Wednesday, 5 February 2020

‘no more horses, horses...’ (leviathan unchained)



horsemouth is working up a version of blue oyster cult standard the revenge of vera gemini (dew there’s a lot of words, looks like patti smith was getting paid by the yard). albert bouchard sings it high (no way horsemouth is getting up there).

‘if you invoke a myth, you invoke all of it’

the great fish leviathan (the monster of the deep) is choosing to swim away from the EU into uncharted waters ('arr hoist the jolly roger and chuck the health and safety legislation overboard me lads!'). it is swimming away from behemoth (the monster of the land).

for years leviathan hauled its bulk onto the the land (shuttling between brussels and strassbourg) wearing a kind of behemoth costume and sat in giant conference centres debating important matters with behemoth (a kind and gracious host). unlike in japanese movie the monsters will not fight until one is vanquished, the modern world is not like that, they will sometimes meet at davos, nod to each other, perhaps exchange a few words.

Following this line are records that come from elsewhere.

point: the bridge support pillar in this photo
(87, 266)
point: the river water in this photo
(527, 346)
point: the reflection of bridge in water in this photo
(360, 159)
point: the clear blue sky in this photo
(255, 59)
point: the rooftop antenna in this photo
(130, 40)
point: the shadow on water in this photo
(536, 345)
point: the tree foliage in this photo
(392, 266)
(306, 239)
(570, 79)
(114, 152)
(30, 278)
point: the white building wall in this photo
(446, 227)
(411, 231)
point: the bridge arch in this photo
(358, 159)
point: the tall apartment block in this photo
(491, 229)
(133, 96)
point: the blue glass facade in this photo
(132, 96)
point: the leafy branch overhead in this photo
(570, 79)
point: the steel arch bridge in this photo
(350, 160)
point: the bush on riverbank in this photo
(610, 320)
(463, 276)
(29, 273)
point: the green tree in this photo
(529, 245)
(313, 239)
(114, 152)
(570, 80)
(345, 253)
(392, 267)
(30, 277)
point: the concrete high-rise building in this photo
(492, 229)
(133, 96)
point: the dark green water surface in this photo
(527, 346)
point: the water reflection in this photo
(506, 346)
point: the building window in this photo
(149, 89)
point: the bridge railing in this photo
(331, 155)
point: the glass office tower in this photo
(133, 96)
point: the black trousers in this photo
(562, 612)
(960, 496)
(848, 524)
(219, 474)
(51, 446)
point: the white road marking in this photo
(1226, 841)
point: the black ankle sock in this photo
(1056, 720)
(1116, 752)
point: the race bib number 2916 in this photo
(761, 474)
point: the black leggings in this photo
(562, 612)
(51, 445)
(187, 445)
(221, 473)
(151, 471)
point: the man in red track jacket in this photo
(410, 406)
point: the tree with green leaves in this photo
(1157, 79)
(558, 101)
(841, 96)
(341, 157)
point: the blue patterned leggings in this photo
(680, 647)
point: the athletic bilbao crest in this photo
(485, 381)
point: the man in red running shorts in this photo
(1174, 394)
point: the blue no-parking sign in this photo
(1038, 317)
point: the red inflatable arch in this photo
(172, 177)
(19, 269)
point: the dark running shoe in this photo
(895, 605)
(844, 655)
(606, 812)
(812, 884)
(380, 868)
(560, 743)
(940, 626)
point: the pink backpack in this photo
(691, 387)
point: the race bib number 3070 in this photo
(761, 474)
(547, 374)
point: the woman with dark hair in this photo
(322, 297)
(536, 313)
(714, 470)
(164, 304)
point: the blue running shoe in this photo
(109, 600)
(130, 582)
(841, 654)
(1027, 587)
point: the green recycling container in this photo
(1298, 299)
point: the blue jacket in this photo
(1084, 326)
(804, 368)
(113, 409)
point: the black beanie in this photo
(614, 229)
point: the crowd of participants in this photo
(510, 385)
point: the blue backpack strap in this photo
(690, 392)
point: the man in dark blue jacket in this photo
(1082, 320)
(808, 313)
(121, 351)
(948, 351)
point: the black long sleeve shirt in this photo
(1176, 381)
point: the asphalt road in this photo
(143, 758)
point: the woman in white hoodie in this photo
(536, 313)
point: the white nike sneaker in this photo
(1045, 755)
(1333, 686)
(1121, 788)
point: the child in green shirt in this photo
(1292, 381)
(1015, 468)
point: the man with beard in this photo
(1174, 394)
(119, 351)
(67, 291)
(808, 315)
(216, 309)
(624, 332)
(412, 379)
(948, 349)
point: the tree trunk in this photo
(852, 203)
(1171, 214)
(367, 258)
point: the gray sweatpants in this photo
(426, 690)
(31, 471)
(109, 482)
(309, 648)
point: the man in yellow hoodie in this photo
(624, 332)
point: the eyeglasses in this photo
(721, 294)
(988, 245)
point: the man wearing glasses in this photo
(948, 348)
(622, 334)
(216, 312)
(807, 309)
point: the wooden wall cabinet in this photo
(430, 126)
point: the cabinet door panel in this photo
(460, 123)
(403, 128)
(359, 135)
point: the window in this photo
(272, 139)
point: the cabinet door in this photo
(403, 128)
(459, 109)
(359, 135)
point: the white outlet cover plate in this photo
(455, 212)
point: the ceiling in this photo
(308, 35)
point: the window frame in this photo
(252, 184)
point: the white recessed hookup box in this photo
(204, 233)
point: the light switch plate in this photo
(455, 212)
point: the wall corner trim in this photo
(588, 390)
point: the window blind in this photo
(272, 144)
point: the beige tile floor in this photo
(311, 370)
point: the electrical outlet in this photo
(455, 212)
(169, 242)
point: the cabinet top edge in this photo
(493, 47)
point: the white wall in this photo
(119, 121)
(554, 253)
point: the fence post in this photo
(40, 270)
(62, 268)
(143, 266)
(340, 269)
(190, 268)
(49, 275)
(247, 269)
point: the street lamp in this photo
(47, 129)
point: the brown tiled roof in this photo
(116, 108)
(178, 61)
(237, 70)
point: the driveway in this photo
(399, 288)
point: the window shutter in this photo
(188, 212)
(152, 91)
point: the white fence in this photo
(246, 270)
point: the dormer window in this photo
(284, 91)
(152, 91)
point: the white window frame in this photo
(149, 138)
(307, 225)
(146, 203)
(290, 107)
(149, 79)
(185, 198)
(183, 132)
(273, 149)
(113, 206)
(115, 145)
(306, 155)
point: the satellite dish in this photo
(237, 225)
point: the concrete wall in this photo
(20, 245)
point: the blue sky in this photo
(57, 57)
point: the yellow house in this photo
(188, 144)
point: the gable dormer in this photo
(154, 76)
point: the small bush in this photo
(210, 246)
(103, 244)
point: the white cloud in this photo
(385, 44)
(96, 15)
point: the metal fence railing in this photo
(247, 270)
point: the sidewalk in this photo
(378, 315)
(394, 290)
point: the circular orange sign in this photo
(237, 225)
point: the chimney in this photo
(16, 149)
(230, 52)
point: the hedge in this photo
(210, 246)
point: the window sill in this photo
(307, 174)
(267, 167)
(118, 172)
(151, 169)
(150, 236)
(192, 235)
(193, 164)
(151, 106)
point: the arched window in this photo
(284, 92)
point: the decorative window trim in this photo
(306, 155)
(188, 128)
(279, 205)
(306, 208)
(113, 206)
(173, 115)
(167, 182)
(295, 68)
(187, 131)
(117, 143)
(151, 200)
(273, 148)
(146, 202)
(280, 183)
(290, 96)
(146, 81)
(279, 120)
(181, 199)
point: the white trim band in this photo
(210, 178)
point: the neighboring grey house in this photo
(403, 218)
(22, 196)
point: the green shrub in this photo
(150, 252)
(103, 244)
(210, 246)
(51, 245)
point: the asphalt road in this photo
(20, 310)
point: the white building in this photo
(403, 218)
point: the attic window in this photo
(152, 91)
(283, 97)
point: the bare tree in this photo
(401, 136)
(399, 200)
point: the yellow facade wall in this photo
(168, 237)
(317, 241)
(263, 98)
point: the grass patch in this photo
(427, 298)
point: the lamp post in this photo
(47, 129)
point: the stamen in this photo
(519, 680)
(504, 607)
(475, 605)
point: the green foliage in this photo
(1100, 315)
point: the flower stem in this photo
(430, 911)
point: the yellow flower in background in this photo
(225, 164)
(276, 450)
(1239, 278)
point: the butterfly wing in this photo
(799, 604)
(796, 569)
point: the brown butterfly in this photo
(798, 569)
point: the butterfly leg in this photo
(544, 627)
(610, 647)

in the half a century since leviathan was last in the water the world has marvelous changed (arguably it had in fact changed long before this). is there still a place in the world, between the sealanes and the container ships, for a giant seagoing monster? probably not. at 11pm january 31st leviathan set sail. god bless her. you don’t see many of them these days.

sadly she will be confined to coastal waters for the first few years.

coming up on horsemouth folk archive

  •  fahey week (feb 22nd to the 28th) 
  • basho day (the 28th),
  •  jackson c. frank day (march 2nd to march 3rd)


 

Sunday, 2 February 2020

gigs, books, films, events january 2020



once again slightly late

gigs - lou crisfield, martin howard, cunning folk (80ies set) at waterintobeer

books

  • apollinaire - francis steegmuller, 
  • american overdose - chris macgreal, 
  • introduction to 'from honey to ashes' - claude levi-strauss, 
  • adorno-benjamin correspondance (first and last letters), 
  • andrew norris - politics, metaphysics and death: essays on giorgio agamben's homo sacer - intro, dips,
  • artforum, the economist (december 2019), 
  • october 170 (hal foster piece, charisma and catastrophe), 
  • raymond williams - people of the black mountains (started), 
  • 92 acharnon street - john lucas. 
 films, tv etc.

  • true detective series 3, 
  • the essay (radio3) on bladerunner and weimar germany, 
  • the great ecstasy of woodcarver steiner (werner herzog), 
  • get out, 
  • elementary, 
  • the reptile, 
  • simon king of the witches, 
  • necromancy (first half), 
  • evilspeak (first five minutes), 
  • november, 
  • la jetee, nostalgia, the fisher king
  • juventude em marcha 
 events mixing round howard's, bahauas exhibit at teh william morris gallery, lou at wib, see red ladies of the apocalypse, see the mari lwyd, shocking hangover, next weekend pub with howard. the UK leaves the EU (to be followed by groundhog day).